Adaptive Infinite Dropout for Noisy and Sparse Data Streams
Published:
Son Nguyen, Ha Nguyen, Hoang Pham, Linh Ngo, Khoat Than
Abstract: The ability to analyze data streams which arrive sequentially and possibly infinitely is increasingly vital in various online applications. However, data streams pose various challenges, including sparse and noisy data, and concept drifts which easily mislead a learning method. This paper develops a simple but robust framework to efficiently tackle these problems, called Adaptive Infinite Dropout (aiDropout).

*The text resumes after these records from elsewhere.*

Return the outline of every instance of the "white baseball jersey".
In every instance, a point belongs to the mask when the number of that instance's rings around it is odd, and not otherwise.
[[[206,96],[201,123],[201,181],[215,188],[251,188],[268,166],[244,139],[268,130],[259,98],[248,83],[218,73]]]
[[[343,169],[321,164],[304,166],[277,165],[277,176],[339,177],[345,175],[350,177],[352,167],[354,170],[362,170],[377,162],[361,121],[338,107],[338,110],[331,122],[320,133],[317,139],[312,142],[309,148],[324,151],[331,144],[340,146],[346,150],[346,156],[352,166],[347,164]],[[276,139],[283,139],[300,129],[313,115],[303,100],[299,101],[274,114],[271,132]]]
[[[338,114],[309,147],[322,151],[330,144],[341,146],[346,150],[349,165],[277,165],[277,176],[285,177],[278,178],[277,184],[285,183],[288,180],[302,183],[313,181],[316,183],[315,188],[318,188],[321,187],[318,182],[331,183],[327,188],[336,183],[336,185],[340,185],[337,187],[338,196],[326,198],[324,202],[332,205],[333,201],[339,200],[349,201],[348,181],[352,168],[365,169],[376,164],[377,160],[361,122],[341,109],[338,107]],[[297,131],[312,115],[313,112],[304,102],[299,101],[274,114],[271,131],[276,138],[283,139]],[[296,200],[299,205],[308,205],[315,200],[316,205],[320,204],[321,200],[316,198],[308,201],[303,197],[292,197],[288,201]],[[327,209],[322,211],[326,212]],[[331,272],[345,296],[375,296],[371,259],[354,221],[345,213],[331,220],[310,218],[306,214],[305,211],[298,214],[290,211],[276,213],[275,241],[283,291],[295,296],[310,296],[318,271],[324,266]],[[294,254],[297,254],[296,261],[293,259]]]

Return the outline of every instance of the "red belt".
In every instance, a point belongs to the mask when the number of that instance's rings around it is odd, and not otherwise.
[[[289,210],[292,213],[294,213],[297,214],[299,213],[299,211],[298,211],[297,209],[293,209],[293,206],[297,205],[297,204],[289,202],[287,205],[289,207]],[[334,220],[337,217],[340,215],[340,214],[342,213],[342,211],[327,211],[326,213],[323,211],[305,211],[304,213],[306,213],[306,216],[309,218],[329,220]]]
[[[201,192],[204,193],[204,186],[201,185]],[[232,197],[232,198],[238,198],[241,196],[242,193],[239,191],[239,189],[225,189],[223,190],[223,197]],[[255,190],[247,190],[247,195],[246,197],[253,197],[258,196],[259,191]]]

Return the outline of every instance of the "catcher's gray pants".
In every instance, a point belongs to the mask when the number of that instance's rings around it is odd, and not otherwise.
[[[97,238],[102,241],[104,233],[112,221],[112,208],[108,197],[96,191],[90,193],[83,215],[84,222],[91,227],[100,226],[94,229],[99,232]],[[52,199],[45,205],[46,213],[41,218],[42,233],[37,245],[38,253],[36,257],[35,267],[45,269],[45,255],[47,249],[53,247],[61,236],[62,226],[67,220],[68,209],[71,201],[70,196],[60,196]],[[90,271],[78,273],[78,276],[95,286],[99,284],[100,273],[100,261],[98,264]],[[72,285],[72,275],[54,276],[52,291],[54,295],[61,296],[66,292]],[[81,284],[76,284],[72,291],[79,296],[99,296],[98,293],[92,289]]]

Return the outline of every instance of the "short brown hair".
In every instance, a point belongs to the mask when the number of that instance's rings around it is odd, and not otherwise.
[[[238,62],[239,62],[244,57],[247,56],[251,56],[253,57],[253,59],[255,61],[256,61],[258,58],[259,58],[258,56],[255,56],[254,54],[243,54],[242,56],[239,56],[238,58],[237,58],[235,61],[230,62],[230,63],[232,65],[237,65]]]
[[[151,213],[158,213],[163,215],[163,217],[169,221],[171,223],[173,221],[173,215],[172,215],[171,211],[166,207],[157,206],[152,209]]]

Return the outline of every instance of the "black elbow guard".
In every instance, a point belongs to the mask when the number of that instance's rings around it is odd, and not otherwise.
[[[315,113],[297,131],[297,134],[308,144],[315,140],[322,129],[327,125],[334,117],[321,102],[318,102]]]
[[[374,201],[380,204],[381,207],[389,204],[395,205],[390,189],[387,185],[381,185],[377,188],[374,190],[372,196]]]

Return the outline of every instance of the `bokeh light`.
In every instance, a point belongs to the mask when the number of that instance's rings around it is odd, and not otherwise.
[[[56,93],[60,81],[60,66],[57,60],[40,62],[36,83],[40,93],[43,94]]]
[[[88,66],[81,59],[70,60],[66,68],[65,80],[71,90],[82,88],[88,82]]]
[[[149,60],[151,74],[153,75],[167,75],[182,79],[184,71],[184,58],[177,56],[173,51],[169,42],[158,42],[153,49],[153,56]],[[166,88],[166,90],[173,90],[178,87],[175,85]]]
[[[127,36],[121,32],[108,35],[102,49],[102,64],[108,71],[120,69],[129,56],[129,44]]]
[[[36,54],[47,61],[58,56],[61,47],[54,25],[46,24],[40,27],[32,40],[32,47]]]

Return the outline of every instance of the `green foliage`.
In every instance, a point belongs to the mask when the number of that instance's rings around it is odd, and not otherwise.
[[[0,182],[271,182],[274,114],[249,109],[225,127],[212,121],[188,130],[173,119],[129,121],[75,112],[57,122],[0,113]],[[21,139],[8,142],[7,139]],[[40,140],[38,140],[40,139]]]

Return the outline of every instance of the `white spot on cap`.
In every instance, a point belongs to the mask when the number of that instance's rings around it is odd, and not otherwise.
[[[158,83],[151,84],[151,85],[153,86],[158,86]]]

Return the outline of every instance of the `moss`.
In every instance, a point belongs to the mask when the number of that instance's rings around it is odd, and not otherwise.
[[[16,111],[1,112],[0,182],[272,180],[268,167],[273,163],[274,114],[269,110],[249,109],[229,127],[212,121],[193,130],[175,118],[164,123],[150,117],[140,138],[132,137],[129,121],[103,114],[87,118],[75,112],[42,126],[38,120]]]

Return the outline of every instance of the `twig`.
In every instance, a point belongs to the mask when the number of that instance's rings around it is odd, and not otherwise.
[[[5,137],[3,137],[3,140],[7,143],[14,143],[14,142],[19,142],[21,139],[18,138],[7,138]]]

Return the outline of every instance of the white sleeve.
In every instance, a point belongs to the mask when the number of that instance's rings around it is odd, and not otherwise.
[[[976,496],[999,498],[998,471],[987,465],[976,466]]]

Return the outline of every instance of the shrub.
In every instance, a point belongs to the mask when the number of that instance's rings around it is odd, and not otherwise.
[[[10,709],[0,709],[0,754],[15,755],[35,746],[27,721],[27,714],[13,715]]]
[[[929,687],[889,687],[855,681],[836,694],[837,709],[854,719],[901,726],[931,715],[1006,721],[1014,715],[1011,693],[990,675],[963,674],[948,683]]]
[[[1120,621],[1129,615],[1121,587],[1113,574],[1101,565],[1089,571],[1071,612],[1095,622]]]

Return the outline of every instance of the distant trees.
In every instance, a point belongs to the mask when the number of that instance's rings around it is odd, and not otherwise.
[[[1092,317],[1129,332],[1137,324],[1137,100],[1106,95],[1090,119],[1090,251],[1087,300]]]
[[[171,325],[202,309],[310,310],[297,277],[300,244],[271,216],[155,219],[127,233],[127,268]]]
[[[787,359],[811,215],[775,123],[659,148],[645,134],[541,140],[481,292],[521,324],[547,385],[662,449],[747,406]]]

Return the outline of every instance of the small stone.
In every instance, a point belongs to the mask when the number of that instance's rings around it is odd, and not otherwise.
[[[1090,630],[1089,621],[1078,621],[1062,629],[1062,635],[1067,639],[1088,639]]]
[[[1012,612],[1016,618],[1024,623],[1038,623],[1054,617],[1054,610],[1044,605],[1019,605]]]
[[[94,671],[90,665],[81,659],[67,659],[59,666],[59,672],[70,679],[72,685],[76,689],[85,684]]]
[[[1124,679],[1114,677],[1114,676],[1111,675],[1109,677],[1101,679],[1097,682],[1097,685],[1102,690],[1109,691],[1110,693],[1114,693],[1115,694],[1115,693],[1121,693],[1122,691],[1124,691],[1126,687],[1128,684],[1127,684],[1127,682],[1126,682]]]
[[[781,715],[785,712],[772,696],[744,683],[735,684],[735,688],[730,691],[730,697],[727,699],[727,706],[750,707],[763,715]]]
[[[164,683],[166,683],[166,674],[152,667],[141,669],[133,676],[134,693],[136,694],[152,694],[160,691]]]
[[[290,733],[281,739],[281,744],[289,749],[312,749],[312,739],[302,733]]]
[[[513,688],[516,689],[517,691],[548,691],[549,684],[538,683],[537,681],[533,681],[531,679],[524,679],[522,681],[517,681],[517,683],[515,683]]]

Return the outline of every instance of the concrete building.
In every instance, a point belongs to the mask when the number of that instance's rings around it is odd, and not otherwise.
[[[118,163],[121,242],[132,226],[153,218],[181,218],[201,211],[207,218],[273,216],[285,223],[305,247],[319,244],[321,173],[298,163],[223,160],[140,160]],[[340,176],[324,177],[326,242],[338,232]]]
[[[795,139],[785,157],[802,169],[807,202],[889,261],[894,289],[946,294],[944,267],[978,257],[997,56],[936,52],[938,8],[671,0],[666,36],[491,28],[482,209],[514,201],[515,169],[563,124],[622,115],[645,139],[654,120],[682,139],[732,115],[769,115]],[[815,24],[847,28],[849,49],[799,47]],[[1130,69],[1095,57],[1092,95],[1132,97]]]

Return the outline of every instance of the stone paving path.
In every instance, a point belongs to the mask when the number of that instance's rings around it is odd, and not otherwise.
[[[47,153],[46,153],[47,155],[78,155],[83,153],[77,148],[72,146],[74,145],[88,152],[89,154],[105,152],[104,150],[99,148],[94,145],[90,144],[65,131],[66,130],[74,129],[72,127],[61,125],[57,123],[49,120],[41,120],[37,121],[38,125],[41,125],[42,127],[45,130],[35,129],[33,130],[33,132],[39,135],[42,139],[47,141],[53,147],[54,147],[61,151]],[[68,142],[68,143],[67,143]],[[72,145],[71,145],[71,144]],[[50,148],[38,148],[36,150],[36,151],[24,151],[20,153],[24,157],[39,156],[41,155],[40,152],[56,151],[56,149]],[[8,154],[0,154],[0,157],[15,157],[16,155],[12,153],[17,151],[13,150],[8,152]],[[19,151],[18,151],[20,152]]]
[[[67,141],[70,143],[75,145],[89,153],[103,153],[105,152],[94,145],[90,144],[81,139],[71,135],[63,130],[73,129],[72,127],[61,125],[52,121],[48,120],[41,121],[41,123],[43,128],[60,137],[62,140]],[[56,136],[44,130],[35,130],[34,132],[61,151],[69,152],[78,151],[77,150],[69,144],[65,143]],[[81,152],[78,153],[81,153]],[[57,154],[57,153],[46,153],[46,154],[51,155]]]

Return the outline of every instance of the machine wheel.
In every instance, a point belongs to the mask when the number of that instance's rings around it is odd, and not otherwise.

Our framework uses a dropout technique in a recursive Bayesian approach in order to create a flexible mechanism for balancing between old and new information. In detail, the recursive Bayesian approach imposes a constraint on the model parameters to make a regularization term between the current and previous minibatches. Then, dropout whose drop rate is autonomously learned, can adjust the constraint to new data. Thanks to the ability to reduce overfitting and the ensemble property of Dropout, our framework obtains better generalization, thus effectively handles undesirable effects of noise and sparsity. In particular, theoretical analyses expose aiDropout as a data-dependent regularization, therefore it can adapt quickly to sudden changes from data streams. Extensive experiments show that aiDropout significantly outperforms the state-of-the-art baselines on a variety of tasks such as supervised and unsupervised learning.